Dried turnip is also one of the famous food products of Jiangdong. In the Chaoshan area, southern Fujian, Taiwan, Meizhou, Fengshun County and other regions are called the radish dry salted. Furthermore, together with fish sauce and pickle, these three are the most famous cuisine in Chaoshan.

===Industry===

====Light industry====
Due to Jiangdong's size and location, the town has developed light industry rather than the heavy industry. Light industries in Jiangdong include embroidery, clothing, handicrafts, building materials, electrical appliances, and ceramics. The island is without major industrial pollution.
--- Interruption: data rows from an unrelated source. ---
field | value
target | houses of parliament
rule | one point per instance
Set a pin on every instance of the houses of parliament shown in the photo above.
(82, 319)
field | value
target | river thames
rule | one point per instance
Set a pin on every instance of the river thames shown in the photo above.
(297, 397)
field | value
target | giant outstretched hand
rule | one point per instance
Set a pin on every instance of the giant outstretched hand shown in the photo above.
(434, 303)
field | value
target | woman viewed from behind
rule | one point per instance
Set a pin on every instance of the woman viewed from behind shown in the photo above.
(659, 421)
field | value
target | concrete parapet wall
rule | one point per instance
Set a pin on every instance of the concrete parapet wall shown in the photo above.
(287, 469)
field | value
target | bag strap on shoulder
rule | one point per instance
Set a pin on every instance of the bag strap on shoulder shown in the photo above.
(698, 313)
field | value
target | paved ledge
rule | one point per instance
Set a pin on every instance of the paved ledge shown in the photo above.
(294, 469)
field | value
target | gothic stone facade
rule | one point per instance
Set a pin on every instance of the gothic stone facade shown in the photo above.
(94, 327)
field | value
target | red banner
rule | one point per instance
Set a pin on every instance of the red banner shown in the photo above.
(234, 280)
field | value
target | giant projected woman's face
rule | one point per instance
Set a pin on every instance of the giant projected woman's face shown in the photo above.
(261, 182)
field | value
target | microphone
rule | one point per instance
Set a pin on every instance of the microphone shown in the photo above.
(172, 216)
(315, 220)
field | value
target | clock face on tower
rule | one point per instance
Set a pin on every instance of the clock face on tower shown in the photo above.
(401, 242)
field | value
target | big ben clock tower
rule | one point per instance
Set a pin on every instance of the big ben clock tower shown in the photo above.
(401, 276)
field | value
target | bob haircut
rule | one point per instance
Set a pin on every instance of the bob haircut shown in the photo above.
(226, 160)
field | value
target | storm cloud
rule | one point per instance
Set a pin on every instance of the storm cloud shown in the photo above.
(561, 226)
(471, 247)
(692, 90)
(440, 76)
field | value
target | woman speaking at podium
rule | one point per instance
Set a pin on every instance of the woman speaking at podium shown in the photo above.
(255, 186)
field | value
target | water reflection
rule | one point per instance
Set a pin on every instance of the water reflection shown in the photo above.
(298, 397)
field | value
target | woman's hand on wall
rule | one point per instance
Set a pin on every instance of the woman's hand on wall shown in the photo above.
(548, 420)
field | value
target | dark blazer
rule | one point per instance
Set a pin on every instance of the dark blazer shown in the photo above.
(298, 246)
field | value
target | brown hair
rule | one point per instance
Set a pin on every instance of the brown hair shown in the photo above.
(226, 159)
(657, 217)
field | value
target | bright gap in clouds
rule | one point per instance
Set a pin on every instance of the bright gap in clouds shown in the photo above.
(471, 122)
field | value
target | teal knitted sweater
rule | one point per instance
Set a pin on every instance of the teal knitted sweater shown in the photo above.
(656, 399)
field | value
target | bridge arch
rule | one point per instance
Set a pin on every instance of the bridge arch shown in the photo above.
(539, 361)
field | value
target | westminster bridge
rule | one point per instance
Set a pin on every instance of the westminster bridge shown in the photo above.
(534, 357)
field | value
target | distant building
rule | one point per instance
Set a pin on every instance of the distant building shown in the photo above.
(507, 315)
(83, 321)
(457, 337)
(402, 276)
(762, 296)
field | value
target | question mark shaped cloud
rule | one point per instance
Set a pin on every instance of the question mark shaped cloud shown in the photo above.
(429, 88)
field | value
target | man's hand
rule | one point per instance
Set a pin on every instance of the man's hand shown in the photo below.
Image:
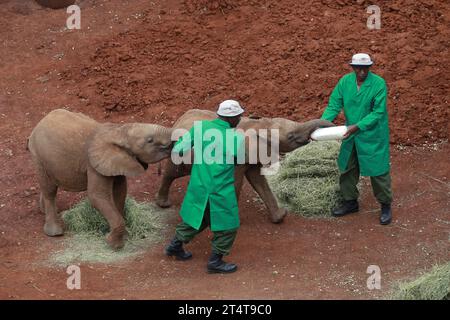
(351, 130)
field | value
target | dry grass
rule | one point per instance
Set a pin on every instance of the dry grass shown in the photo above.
(434, 285)
(308, 180)
(85, 239)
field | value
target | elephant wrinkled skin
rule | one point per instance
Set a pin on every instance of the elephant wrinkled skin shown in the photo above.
(76, 153)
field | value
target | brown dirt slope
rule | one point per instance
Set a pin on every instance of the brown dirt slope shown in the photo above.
(281, 58)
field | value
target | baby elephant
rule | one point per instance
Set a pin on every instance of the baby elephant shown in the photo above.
(76, 153)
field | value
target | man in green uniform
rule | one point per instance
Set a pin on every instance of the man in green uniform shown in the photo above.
(365, 148)
(211, 197)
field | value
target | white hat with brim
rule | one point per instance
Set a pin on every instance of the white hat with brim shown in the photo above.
(361, 59)
(229, 108)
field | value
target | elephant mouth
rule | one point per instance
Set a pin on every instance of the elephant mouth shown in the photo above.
(142, 163)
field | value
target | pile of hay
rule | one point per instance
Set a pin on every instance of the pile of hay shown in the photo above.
(434, 285)
(308, 180)
(85, 239)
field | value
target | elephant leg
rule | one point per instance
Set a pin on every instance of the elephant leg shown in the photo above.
(100, 193)
(54, 225)
(120, 193)
(171, 173)
(259, 183)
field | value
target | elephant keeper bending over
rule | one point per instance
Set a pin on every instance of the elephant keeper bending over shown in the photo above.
(210, 198)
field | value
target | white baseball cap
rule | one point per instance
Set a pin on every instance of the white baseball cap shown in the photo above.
(229, 108)
(361, 59)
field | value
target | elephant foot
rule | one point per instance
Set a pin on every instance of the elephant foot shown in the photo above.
(116, 238)
(278, 216)
(163, 203)
(54, 228)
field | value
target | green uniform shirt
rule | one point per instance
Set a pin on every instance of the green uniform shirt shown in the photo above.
(212, 177)
(365, 108)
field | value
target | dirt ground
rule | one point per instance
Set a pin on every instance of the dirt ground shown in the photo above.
(150, 61)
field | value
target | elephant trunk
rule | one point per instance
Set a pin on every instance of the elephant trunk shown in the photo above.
(312, 125)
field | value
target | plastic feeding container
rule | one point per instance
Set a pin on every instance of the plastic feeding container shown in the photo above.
(331, 133)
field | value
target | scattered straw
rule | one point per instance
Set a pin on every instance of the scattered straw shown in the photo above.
(434, 285)
(85, 239)
(308, 180)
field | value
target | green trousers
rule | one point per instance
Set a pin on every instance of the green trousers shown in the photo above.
(381, 185)
(221, 242)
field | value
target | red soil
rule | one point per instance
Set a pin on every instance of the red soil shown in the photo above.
(151, 61)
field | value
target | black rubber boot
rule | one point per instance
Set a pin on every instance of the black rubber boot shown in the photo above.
(346, 208)
(217, 265)
(386, 214)
(175, 248)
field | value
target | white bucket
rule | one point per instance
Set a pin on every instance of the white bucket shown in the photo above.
(331, 133)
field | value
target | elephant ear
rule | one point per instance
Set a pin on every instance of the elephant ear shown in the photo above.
(109, 154)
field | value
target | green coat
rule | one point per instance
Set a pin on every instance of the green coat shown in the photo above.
(365, 108)
(212, 178)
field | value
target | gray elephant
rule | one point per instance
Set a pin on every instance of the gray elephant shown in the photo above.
(292, 135)
(76, 153)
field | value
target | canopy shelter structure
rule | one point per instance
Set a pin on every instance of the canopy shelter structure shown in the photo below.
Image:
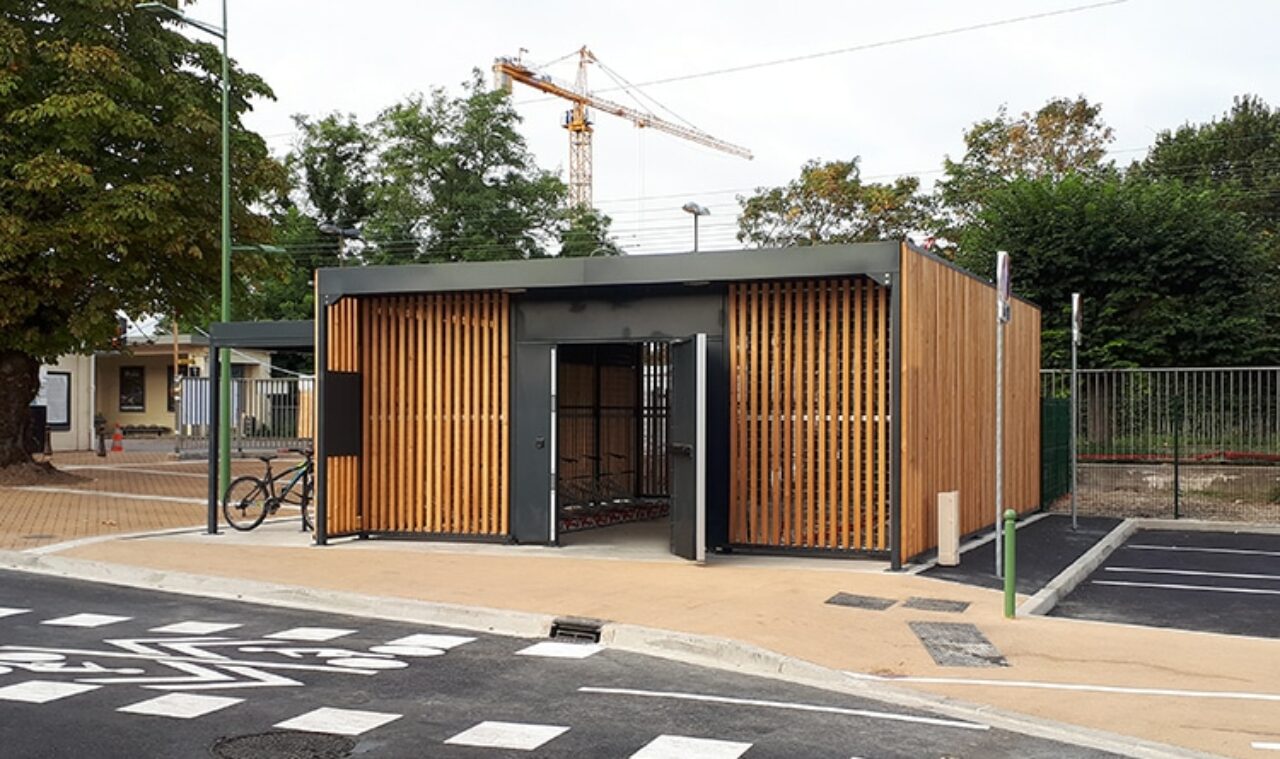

==== Zhenmei Food Group====
Guangdong Zhenmei Food Group, officially known as Guangdong Zhenmei Food Group Co., Ltd., is headquartered in Jiangdong. Founded in 1991, Zhenmei Food Group produces various Chinese meat and seafood products. The company is also engaged in scientific research, animal breeding, and food processing. The company has registered capital of 33 million yuan, and existing fixed assets of 150 million Yuan. The Group has three affiliated companies, two research centers, one provincial-level agricultural science and technology innovation center, and four production plants. Generally speaking, its products are export-oriented and are mainly sold to Hong Kong, Singapore, and other southeast Asian regions and countries.

=== Services ===
There are a number of private transportation service enterprises located in Jiangdong.

==Scenic Areas==

===Sanyuan Pagoda===
Sanyuan Pagoda is located on carp mountain, in Jiangdong. It is also known as the water tower, because it was built on rivers and streams where the water moves quickly. Its construction dates back to 1605, during the Ming dynasty. It is 51 meters high, and has seven floors and eight sides. The base of the tower is made of granite stone. The pagoda is carved with tigers, lions and other animals. The Han River just flows through in front of it, and the tower offers are scenic view of Jiangdong.

== Transportation ==
The town is connected to the mainland via the Jiangdong Bridge (江东大桥), which goes from western portion of the island to the mainland. Major roads in Jiangdong include Dongzhi Road (东直路) and Zhongheng Road (中横路).

Jiangdong is about a 30 minutes drive away from Jieyang Chaoshan Airport and Chaoshan railway station.